Since then, I have thought and thought about what happened on Saturday evening in South Mumbai, and I have thought about team sports that trade largely on individual performance, and about how Dhoni called to mind basketball's Michael Jordan for forging mirth out of mayhem in such a cool manner at such a huge moment.

Yet while Chicago can be heavy for carrying, India is tons heavier.

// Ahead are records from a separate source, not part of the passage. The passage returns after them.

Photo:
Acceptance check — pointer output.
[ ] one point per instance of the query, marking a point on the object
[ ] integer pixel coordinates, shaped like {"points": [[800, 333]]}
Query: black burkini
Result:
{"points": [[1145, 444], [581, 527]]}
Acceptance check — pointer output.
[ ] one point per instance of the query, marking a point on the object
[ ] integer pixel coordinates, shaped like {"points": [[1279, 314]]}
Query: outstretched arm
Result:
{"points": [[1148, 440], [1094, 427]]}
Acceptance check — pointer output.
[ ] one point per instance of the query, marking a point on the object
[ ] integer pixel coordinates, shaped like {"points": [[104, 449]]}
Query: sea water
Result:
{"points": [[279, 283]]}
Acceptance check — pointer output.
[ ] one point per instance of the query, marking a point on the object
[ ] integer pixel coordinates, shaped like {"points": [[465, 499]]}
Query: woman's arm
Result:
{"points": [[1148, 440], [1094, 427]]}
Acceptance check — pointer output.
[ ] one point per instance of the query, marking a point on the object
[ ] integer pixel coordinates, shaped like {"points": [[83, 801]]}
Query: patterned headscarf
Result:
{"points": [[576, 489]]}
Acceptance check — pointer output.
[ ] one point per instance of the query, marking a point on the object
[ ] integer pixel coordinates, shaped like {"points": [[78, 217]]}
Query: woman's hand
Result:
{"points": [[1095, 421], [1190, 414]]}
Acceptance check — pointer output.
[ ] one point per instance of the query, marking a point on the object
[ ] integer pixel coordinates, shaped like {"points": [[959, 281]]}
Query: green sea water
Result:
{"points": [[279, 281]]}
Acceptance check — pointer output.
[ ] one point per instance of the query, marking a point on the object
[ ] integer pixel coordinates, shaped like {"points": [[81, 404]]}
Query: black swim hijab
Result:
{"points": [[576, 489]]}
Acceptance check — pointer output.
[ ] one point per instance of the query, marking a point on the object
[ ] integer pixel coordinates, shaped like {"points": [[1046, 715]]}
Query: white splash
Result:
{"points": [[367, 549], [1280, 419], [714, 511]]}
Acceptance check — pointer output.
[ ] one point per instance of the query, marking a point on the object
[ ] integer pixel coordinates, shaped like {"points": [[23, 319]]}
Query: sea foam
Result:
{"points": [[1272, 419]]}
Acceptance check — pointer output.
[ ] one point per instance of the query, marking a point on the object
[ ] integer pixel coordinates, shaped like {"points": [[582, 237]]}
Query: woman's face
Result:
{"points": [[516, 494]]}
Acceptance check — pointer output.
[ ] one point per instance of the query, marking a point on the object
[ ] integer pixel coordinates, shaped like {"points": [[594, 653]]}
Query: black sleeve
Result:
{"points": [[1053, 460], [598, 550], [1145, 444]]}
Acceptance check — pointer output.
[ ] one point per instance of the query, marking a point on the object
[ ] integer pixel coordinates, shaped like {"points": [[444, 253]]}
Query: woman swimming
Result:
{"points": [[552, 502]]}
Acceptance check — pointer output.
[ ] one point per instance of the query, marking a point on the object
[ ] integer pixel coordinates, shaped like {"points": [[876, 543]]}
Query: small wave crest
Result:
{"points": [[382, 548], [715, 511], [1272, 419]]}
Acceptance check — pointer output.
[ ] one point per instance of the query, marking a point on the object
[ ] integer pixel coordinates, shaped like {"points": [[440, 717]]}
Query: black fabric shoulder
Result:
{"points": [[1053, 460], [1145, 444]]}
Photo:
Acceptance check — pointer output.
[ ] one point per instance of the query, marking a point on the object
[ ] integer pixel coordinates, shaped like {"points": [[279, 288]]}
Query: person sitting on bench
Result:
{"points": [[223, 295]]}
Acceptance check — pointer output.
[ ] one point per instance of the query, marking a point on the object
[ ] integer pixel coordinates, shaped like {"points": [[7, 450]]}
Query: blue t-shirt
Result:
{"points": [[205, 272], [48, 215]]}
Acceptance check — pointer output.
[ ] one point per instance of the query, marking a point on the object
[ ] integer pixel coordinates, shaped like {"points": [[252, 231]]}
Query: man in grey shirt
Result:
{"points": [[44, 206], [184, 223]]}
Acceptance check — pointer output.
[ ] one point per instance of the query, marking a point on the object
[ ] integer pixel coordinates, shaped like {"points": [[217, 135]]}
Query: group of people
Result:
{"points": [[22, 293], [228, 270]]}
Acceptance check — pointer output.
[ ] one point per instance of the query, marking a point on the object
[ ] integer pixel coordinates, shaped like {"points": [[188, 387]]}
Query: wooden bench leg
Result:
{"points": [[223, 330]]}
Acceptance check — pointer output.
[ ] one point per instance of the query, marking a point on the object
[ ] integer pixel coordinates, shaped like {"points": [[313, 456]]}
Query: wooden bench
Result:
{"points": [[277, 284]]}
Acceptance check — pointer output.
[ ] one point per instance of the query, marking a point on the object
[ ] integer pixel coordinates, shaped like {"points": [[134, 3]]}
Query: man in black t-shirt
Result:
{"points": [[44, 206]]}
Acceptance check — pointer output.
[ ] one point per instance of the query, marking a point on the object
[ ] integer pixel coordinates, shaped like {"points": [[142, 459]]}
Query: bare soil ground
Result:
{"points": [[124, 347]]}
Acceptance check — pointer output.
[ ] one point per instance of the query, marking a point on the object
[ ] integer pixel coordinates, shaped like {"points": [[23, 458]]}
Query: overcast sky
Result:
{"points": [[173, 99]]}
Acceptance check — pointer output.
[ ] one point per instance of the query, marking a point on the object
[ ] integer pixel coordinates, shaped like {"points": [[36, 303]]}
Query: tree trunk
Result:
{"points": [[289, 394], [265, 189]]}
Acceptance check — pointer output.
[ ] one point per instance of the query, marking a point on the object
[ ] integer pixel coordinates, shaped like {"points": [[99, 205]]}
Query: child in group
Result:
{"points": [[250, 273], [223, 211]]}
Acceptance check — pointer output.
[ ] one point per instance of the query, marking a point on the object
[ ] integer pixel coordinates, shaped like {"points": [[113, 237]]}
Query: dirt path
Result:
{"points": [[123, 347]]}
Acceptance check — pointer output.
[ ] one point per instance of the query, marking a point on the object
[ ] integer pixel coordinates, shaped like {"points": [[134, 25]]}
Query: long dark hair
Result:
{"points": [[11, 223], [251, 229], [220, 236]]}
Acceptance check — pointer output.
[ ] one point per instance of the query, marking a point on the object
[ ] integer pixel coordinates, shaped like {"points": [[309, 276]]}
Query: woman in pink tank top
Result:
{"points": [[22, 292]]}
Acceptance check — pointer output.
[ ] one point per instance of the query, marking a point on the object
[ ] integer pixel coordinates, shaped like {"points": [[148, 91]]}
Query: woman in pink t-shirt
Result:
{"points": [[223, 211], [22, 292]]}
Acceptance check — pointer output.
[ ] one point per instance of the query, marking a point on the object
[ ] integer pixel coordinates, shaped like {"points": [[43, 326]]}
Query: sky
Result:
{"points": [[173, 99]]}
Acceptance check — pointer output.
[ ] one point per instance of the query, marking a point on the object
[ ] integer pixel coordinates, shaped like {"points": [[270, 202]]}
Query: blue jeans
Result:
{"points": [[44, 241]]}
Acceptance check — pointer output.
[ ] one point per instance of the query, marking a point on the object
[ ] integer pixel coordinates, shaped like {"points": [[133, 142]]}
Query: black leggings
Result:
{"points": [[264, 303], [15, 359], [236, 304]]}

For a 29-year-old person to go out there before two billion eyeballs during unprecedented urgency and disregard a whole rancid bouquet of common human fears, that trumps even Dhoni's prior reputation for coolness.

Fear of failure, fear of success, fear of future criticism, fear of the stage, fear of being called mean names for the rest of one's life … all those things people fear, he spurned, and maybe even disdained.

And to bring along that countenance while doing so - I am here; you are safe - and then to treat your own closing, skyrocketing a six with something tilting toward nonchalance …

Well, that guy must be the coolest guy ever.

And so I think of that helpless being, the fanatic.

He or she often exists in a perpetual state of fear or dread or fret, knowing how defeat can sting for days and weeks and months, ruining meals and sleeps and life in general.

Yet he or she has zero control. All he or she can crave is that somebody will step out there and quell the havoc and right the ship and soothe the nerves, as rare as that person may be.

Nobody ever did all that any more awesomely than Dhoni steering the heavy bus that seemed to carry all India.

He is my first big cricket memory and, besides, I like his new haircut.